About the Catalogue of Life

Introduction

Species 2000 and the Integrated Taxonomic Information System (ITIS) are involving taxonomists throughout the world in the Species 2000 & ITIS Catalogue of Life (CoL) programme, collating a uniform and validated index to the world's known species, for use as a practical tool in inventorying and monitoring biodiversity worldwide. The index can be used to provide:

  • electronic baseline species lists for use in inventorying projects worldwide;
  • an index for an Internet gateway to species databases worldwide, as provided through GBIF;
  • a reference system for comparison between inventories;
  • comprehensive worldwide catalogue for checking the status, classification and naming of species.

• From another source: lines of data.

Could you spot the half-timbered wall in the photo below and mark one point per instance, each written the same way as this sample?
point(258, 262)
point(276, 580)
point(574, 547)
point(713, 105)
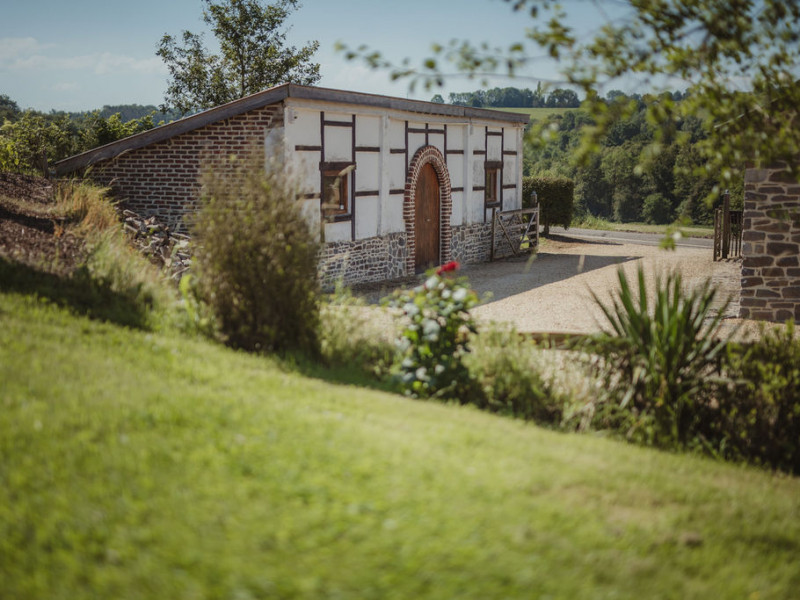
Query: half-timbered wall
point(383, 145)
point(374, 238)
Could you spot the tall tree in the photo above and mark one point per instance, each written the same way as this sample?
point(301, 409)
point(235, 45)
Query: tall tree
point(738, 59)
point(253, 55)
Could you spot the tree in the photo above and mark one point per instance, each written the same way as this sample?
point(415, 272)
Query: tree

This is a work in progress, now covering nearly one-third of the world's species. The Catalogue is available on-line as a prototype Dynamic Checklist and also as a yearly edition (the Annual Checklist), which is available on CD-ROM as well as on the Internet. This comprehensive index of all known plants, animals, fungi and micro-organisms is being achieved by accessing a distributed array of taxonomic databases.

About 1.75 million species of plants, animals, fungi and micro-organisms are 'known' in the sense that they have been described and named by taxonomists. Existing taxonomic database projects cover about 40% of known species. Major resources are needed to establish indexes for the remaining groups. The CoL programme aims to stimulate completion of the array of taxonomic databases. It seeks resources both to support the completion of the existing databases, and to help establish new databases in different countries.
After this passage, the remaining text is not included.